The mechanism responsible for developmental stage-specific regulation of γ-globin gene expression involves DNA methylation. Previous results have shown that the γ-globin promoter is nearly fully demethylated during fetal liver erythroid differentiation and partially demethylated during adult bone marrow erythroid differentiation. The hypothesis that 5-hydroxymethylcytosine (5 hmC), a known intermediate in DNA demethylation pathways, is involved in demethylation of the γ-globin gene promoter during erythroid differentiation was investigated by analyzing levels of 5-methylcytosine (5 mC) and 5 hmC at a CCGG site within the 5' γ-globin gene promoter region in FACS-purified cells from baboon bone marrow and fetal liver enriched for different stages of erythroid differentiation. Our results show that 5 mC and 5 hmC levels at the γ-globin promoter are dynamically modulated during erythroid differentiation with peak levels of 5 hmC preceding and/or coinciding with demethylation. The Tet2 and Tet3 dioxygenases that catalyze formation of 5 hmC are expressed during early stages of erythroid differentiation and Tet3 expression increases as differentiation proceeds. In baboon CD34+ bone marrow-derived erythroid progenitor cell cultures, γ-globin expression was positively correlated with 5 hmC and negatively correlated with 5 mC at the γ-globin promoter. Supplementation of culture media with Vitamin C, a cofactor of the Tet dioxygenases, reduced γ-globin promoter DNA methylation and increased γ-globin expression when added alone and in an additive manner in combination with either DNA methyltransferase or LSD1 inhibitors. These results strongly support the hypothesis that the Tet-mediated 5 hmC pathway is involved in developmental stage-specific regulation of γ-globin expression by mediating demethylation of the γ-globin promoter.

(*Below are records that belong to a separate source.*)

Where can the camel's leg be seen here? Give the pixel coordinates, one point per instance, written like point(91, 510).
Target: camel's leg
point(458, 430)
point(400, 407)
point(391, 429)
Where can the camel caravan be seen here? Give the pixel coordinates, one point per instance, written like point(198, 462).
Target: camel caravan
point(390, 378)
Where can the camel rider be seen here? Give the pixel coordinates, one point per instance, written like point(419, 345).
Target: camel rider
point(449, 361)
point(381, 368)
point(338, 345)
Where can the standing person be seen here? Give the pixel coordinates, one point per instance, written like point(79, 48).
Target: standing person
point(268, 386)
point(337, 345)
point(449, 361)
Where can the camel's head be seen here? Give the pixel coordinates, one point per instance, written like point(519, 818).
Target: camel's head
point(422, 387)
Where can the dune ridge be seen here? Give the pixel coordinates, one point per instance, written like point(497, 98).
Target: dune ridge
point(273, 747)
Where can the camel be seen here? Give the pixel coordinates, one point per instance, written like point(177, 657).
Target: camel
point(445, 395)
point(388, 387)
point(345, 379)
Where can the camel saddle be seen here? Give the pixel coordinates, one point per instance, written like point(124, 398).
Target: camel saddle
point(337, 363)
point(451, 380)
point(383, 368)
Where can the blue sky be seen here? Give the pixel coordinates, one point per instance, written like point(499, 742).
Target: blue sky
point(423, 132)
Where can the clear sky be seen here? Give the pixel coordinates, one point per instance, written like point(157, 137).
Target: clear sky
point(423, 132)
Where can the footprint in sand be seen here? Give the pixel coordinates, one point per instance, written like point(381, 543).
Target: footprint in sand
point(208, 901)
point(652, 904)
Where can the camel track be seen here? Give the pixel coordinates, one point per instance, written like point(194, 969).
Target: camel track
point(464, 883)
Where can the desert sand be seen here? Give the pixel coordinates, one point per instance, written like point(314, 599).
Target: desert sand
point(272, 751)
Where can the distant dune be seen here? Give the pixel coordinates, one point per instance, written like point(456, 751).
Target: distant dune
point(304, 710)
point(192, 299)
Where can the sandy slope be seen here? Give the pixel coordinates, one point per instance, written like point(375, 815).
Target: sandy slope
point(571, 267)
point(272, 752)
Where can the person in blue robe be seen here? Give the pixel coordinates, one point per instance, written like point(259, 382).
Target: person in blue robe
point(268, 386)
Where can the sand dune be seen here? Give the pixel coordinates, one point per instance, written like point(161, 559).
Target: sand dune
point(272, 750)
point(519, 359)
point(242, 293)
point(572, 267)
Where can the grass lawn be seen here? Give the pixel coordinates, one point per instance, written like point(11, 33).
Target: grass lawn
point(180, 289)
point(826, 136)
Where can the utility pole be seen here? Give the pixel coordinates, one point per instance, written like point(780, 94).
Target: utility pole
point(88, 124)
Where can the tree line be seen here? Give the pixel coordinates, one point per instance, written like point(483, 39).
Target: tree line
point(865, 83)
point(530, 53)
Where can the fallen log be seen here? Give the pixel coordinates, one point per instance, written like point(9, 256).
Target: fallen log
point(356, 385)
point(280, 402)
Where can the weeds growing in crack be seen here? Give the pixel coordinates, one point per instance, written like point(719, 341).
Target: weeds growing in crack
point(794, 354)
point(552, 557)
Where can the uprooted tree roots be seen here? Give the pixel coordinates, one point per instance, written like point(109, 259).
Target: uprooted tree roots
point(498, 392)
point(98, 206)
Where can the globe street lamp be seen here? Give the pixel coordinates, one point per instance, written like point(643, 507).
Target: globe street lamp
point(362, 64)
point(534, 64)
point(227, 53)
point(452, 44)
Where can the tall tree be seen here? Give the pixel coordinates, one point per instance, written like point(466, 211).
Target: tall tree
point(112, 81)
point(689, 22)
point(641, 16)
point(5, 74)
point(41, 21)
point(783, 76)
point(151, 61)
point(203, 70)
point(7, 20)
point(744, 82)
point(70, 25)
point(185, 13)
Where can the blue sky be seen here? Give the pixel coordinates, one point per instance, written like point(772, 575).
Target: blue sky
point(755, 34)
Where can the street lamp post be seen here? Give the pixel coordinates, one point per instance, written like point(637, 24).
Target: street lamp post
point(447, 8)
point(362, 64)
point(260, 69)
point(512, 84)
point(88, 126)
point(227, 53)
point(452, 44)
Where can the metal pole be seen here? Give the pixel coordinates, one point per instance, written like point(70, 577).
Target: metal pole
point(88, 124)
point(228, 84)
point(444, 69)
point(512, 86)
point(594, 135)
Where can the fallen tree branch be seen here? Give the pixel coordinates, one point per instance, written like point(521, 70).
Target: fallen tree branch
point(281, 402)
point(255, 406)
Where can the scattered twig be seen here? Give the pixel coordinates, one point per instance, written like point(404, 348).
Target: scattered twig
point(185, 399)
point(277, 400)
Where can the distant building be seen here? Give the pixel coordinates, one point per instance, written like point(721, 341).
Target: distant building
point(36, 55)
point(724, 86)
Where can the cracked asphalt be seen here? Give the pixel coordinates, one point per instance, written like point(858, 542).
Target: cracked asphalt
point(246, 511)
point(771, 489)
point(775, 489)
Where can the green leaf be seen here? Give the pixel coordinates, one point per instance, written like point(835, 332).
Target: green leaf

RN-1, a potent and selective lysine-specific demethylase 1 inhibitor, increases γ-globin expression, F reticulocytes, and F cells in a sickle cell disease mouse model.

Increased levels of fetal hemoglobin are associated with decreased symptoms and increased lifespan in patients with sickle cell disease (SCD). Hydroxyurea, the only drug currently approved for SCD, is not effective in a large fraction of patients, and therefore, new agents are urgently needed. Recently it was found that lysine demethylase 1, an enzyme that removes monomethyl and dimethyl residues from the lysine 4 residue of histone H3, is a repressor of γ-globin gene expression. In this article, we have compared the ability of tranylcypromine (TCP) and a more potent TCP derivative, RN-1, to increase γ-globin expression in cultured baboon erythroid progenitor cells and in the SCD mouse model. The results indicate that the ability of RN-1 to induce F cells and γ-globin mRNA in SCD mice is similar to that of decitabine, the most powerful fetal hemoglobin-inducing drug known, and greater than that of either TCP or hydroxyurea. We conclude that RN-1 and other lysine demethylase 1 inhibitors may be promising new γ-globin-inducing agents for the treatment of SCD that warrant further studies in other preclinical models, such as nonhuman primates.